Les femmes sont plus exposées que les hommes, car le niveau d’exposition à l’IA augmente avec le degré d’éducation, avec l’effet de l’augmentation de l’écart entre les sexes et de l’inconvénient de la population féminine des travailleurs représentant 54% des travailleurs hautement exposés hautement remplacés et 57% des complémentaires élevés.
L’écart avec l’Europe
En 2024, seulement 8,2% des entreprises italiennes ont utilisé l’IA, contre la moyenne européenne de 13,5%: nous sommes loin de 19,7% en Allemagne, et nous restons inférieurs à 11,3% de l’Espagne et 9,91% en France. L’écart est particulièrement évident dans les secteurs du commerce et de la fabrication, où l’Italie enregistre les taux d’adoption inférieurs à la moyenne européenne. Il pèse probablement la structure de notre système de production qui voit numériquement la forte prévalence des micro-entreprises et des PME.

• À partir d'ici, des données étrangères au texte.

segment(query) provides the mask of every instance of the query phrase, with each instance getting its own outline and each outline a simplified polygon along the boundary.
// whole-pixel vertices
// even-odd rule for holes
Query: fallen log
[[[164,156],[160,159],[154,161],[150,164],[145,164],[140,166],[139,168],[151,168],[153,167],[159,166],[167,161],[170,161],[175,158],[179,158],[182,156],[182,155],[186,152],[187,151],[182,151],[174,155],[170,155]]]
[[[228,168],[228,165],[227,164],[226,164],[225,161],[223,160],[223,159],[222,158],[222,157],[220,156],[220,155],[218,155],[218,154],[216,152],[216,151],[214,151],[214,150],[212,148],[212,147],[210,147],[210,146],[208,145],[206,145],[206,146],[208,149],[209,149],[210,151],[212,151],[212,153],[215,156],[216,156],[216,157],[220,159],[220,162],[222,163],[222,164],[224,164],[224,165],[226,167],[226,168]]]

Mais en examinant également l’évolution de l’utilisation de l’IA ces dernières années, tandis que l’Italie a enregistré une tendance fluctuante en passant de 6,2% de 2021 à 5% en 2023, pour atteindre 8,25 en 2024, l’Union européenne au même temps est passée de 7,6% à 8% puis atteint 13,5% l’année dernière.
Un autre fait intéressant: au cours de la période de deux ans 2025-2026, 19,5% des entreprises italiennes prévoyaient d’investir dans des biens et services liés à l’IA, avec des pourcentages plus élevés dans le secteur informatique (55%) et moins dans la restauration (1,4%). Les grandes entreprises montrent une plus grande propension à l’investissement que les PME.
Dans la recherche en recherche, nous investissons 1,33% du PIB contre 2,33% de l’UE
Le rapport Censis and Confcoopérative met en évidence les retards dans les investissements dans la recherche et le développement. L’Italie investit 1,33% du PIB par rapport à la moyenne européenne de 2,33%. L’objectif de l’UE est d’atteindre une moyenne de 3% pour 2030, un seuil déjà dépassé par l’Allemagne qui investit 3,15%, tandis que la France investit 2,18%, plus que nous mais loin de l’objectif fixé pour 2030. Aussi à ces données, il affecte la structure de notre système de production, car les micro-entreprises sont généralement moins enclines à investir dans la recherche et le développement.